Converts to the birdsong


With dark clouds hanging heavily over the majestic Chilika Lake in the evening, Mangalajodi, on its northeastern edge, dissolves into a euphony of chirps, tweets, whistles and warbles. As a drizzle starts, the birds fly back to their nests in this Odisha village. For Hazari Behera and Deenabhandu Behera, it’s just the time to leave home for a night of “birdwatching” — no notebooks or field glasses — with the forest guards to stop poachers from prising apart the peace of the three lakh birds nesting in the village trees and bushes. Tomorrow, two others will take their place, as the village roster assigns men for the bird beat.

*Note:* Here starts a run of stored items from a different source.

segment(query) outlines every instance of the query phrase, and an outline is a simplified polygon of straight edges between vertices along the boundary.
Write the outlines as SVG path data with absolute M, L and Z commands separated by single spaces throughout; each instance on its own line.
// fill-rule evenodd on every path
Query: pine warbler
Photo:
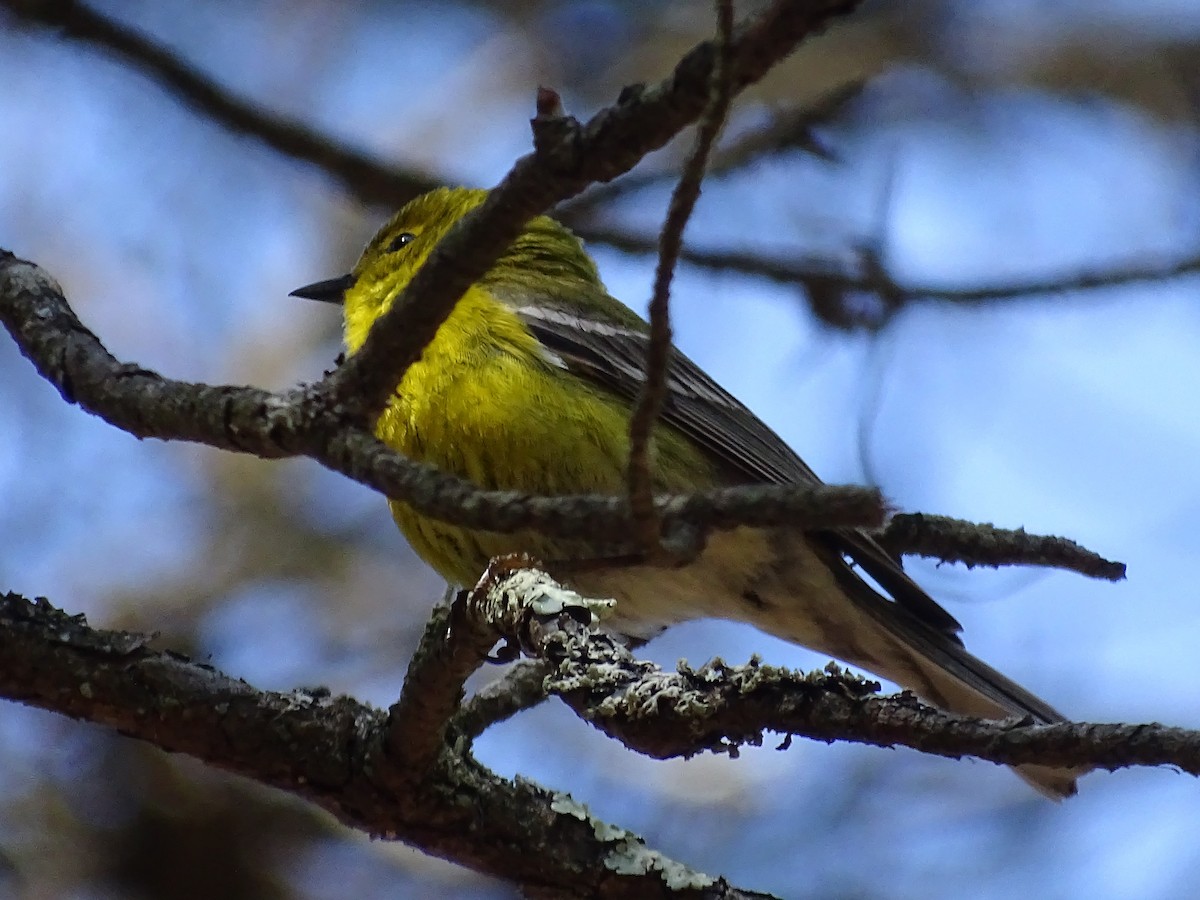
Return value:
M 372 238 L 350 274 L 293 293 L 343 304 L 353 354 L 437 242 L 486 196 L 439 189 L 418 197 Z M 405 456 L 482 488 L 620 494 L 646 334 L 642 318 L 608 295 L 579 240 L 536 218 L 459 300 L 405 374 L 376 433 Z M 818 480 L 678 351 L 653 451 L 662 492 Z M 390 506 L 417 553 L 457 585 L 473 584 L 492 557 L 518 551 L 545 561 L 552 574 L 555 562 L 587 560 L 559 577 L 586 596 L 614 598 L 606 624 L 619 633 L 649 638 L 704 617 L 748 622 L 956 713 L 1062 721 L 963 649 L 959 623 L 862 531 L 738 528 L 714 534 L 700 558 L 682 568 L 604 567 L 586 542 L 472 531 L 400 501 Z M 1017 771 L 1048 796 L 1075 792 L 1075 772 L 1034 765 Z

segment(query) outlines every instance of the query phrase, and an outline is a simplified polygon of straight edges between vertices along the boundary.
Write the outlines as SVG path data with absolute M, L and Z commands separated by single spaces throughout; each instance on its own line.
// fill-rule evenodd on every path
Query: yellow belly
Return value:
M 483 488 L 529 494 L 620 493 L 628 430 L 621 401 L 557 367 L 514 313 L 477 290 L 406 373 L 376 426 L 411 459 Z M 655 452 L 659 490 L 711 483 L 710 464 L 677 433 L 658 429 Z M 473 584 L 506 553 L 547 562 L 595 555 L 578 542 L 470 531 L 399 501 L 390 506 L 413 549 L 455 584 Z

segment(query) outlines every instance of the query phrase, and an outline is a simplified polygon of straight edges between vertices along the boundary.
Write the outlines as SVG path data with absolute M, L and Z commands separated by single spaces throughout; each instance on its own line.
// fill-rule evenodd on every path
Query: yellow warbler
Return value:
M 353 271 L 297 296 L 342 303 L 353 354 L 428 258 L 486 192 L 439 189 L 410 202 L 372 238 Z M 380 416 L 381 440 L 483 488 L 537 494 L 625 490 L 630 412 L 644 380 L 647 326 L 615 300 L 567 229 L 531 221 L 459 300 Z M 675 352 L 653 441 L 655 487 L 815 482 L 774 432 Z M 390 501 L 400 530 L 450 582 L 471 585 L 490 558 L 524 551 L 586 560 L 562 580 L 617 601 L 606 624 L 648 638 L 687 619 L 748 622 L 984 718 L 1062 717 L 963 649 L 957 621 L 865 532 L 738 528 L 714 534 L 682 568 L 598 564 L 586 541 L 496 534 L 439 522 Z M 853 560 L 890 594 L 861 579 Z M 1074 793 L 1076 773 L 1018 772 L 1043 793 Z

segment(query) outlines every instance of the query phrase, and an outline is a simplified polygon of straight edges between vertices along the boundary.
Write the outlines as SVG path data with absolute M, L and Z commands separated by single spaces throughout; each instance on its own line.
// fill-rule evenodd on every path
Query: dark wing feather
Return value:
M 615 301 L 614 301 L 615 302 Z M 518 315 L 568 371 L 628 399 L 645 381 L 648 337 L 644 323 L 613 325 L 553 306 L 521 306 Z M 704 370 L 674 351 L 662 420 L 717 460 L 732 482 L 820 483 L 779 435 Z M 869 534 L 837 529 L 814 534 L 840 563 L 860 565 L 904 609 L 957 641 L 961 626 L 925 593 Z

Back in 2000, hardly 5,000 birds roosted here, with the villagers themselves poisoning or shooting them down and selling the meat in local eateries and neighbouring cities. Each poacher would pocket between ₹10,000 and ₹40,000 a month. Today, the hardened poachers are diehard conservationists as they have come to realise that ecotourism around Asia’s largest brackish water lake offers a better prospect than poaching. They are stakeholders in the Mangalajodi Ecotourism Trust, which runs stay facilities, plies boats, and deploys guides during the birding season from October to March. Trained by the Bombay Natural History Society and the Chilika Development Authority, the guides have become expert birders. During off-season, they get by with fishing and cattle-rearing, meeting every month to stay one step ahead of the poachers.

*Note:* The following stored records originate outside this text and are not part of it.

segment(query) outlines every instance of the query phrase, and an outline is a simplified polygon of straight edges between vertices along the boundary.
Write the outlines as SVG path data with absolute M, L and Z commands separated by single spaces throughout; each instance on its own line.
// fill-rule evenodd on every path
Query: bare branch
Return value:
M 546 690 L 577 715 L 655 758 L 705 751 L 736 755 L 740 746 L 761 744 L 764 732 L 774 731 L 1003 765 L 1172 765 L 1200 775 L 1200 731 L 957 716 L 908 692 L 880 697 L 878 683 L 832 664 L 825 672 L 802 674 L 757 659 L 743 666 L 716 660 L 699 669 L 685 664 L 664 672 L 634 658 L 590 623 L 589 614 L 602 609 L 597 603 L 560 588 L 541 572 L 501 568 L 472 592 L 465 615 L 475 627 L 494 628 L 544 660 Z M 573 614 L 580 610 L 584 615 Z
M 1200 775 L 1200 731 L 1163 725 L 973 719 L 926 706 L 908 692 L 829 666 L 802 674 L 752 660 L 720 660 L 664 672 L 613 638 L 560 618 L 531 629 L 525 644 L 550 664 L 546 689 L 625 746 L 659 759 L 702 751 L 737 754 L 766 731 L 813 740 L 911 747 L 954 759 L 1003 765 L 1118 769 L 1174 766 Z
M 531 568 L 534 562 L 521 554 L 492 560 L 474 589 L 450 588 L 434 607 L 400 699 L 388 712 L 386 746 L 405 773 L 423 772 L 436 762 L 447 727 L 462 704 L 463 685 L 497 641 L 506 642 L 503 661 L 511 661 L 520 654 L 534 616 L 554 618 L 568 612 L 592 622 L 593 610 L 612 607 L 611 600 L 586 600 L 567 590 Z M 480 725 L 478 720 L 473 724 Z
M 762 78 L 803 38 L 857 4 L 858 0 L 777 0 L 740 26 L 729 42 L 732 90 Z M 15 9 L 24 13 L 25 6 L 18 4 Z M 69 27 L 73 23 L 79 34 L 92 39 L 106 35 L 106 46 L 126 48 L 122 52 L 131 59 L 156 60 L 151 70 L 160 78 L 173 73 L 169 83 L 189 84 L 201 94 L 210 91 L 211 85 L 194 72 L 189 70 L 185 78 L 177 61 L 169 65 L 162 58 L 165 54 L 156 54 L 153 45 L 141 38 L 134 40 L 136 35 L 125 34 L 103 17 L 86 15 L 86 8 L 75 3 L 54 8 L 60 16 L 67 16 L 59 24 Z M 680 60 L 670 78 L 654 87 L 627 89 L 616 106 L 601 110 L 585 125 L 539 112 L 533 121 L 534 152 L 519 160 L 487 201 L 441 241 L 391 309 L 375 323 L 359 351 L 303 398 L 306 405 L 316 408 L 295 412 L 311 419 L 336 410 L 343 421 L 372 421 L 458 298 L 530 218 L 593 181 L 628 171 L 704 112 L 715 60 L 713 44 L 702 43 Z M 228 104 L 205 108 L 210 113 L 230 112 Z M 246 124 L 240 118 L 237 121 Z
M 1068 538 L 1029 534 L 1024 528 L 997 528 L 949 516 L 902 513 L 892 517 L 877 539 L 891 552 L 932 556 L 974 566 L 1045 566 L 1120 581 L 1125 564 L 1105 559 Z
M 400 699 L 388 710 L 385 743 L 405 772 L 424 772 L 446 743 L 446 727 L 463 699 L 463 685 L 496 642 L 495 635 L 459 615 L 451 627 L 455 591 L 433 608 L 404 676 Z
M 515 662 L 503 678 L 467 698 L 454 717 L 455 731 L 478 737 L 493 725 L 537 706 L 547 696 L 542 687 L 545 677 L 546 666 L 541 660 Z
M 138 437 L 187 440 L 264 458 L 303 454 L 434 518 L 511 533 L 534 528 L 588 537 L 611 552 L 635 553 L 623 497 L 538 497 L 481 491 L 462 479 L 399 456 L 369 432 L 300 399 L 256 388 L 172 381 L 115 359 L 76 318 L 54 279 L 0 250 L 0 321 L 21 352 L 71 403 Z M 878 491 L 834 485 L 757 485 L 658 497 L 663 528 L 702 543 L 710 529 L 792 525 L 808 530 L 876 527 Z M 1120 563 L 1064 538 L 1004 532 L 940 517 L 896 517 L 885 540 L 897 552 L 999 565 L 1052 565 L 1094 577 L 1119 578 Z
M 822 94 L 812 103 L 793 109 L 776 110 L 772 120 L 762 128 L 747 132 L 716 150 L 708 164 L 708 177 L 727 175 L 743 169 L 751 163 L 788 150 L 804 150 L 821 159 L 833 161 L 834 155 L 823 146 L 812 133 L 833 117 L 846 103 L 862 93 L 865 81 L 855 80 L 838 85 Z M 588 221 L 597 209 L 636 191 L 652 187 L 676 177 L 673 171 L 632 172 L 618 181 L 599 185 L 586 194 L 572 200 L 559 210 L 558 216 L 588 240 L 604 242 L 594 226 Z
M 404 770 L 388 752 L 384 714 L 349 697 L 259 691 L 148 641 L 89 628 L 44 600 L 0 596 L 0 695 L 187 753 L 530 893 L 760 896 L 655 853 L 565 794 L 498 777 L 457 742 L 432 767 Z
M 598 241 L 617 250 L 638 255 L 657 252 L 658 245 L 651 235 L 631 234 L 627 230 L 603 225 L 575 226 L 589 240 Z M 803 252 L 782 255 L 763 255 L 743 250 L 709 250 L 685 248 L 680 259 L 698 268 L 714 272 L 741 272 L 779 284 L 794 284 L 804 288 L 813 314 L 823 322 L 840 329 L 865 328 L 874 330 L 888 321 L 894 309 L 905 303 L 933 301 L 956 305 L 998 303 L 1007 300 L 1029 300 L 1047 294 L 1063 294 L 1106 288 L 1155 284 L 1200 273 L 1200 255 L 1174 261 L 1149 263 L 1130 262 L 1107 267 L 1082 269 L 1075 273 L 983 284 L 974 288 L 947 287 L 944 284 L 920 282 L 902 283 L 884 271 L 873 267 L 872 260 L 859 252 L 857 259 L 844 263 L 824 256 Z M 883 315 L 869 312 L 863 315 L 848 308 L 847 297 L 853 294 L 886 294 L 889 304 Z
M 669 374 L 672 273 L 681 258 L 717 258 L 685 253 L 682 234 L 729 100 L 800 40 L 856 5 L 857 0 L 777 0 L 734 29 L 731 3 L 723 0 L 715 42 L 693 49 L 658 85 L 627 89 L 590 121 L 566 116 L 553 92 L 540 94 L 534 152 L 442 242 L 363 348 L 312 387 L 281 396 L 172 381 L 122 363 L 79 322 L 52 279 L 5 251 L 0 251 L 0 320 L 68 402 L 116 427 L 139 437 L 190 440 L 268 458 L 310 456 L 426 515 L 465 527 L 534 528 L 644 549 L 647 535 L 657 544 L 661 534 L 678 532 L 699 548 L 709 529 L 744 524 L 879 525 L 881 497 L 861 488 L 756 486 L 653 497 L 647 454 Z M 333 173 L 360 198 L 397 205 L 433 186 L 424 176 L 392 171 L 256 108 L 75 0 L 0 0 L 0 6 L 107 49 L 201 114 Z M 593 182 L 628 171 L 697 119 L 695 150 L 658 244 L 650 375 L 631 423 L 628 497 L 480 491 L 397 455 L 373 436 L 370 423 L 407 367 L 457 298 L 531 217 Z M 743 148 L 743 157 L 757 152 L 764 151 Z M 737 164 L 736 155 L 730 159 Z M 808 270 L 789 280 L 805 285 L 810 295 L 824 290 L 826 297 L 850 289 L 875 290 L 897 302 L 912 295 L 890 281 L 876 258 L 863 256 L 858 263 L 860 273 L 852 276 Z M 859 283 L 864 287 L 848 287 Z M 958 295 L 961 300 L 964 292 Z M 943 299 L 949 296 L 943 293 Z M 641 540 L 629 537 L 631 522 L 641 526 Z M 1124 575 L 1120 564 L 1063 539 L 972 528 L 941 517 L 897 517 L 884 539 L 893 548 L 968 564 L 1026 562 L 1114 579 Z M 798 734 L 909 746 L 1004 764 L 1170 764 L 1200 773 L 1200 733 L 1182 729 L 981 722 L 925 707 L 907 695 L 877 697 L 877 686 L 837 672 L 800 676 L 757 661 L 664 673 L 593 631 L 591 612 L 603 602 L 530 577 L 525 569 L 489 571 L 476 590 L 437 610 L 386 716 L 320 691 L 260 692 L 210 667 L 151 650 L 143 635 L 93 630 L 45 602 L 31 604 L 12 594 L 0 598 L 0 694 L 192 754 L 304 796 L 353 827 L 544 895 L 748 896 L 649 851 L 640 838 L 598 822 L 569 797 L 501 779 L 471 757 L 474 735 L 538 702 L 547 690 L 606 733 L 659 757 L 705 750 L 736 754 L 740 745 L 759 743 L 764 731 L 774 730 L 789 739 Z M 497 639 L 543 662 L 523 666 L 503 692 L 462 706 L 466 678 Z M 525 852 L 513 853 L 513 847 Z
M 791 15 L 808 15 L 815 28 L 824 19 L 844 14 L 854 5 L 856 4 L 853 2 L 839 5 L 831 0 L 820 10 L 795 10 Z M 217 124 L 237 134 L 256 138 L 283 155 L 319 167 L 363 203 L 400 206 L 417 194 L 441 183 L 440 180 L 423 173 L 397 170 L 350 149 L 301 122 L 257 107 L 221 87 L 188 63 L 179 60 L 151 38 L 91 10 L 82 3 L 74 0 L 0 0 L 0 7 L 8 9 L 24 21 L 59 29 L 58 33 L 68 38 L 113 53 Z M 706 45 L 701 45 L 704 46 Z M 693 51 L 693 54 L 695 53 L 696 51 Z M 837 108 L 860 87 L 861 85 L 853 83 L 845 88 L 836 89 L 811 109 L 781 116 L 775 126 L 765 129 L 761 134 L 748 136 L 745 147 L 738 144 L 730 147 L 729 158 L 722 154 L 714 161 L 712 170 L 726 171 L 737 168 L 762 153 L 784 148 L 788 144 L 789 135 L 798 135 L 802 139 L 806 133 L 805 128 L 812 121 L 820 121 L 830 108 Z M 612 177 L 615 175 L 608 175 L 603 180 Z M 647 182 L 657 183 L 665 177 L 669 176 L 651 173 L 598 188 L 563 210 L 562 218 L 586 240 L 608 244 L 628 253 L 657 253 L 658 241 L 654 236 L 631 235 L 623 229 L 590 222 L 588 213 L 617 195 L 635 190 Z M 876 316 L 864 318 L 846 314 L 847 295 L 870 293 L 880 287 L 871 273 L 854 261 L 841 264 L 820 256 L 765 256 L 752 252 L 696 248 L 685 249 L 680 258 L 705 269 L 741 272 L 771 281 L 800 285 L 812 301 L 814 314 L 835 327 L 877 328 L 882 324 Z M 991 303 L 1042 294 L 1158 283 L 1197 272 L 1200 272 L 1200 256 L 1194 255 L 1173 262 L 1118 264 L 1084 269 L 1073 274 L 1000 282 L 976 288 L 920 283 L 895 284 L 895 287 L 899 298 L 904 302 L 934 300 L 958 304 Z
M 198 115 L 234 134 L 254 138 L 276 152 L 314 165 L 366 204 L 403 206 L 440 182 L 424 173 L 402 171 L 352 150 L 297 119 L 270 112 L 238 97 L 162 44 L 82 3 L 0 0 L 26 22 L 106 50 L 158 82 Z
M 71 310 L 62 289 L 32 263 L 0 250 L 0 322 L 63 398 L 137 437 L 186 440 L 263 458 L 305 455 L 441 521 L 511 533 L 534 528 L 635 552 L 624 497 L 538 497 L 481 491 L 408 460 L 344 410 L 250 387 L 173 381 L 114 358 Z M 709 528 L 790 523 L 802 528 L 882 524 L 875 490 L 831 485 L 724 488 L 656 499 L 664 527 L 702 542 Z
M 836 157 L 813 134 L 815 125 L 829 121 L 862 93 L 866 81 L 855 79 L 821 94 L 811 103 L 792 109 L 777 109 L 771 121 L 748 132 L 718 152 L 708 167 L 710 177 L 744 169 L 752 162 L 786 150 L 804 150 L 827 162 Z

Ruffs, godwits, plovers, sandpipers, purple moorhens, bronze-winged jacanas, purple herons and a variety of other winged beauties call Mangalajodi their home. In the winter, guests going by the names of northern shoveller, northern pintail, gadwall, glossy ibis and so on fly in from as far as Siberia and Central Asia. In their wake flows a steady trickle of ornithologists, birders and photographers, taking up residence in the village to be with the birds. Watch the whiskered terns tantalise shutterbugs by diving to pluck fish out of the brackish lagoon. At last count, Mangalajodi had 160 species of migratory birds and 40 resident species during the peak migratory season beginning November, all safe thanks to the poachers-turned-protectors.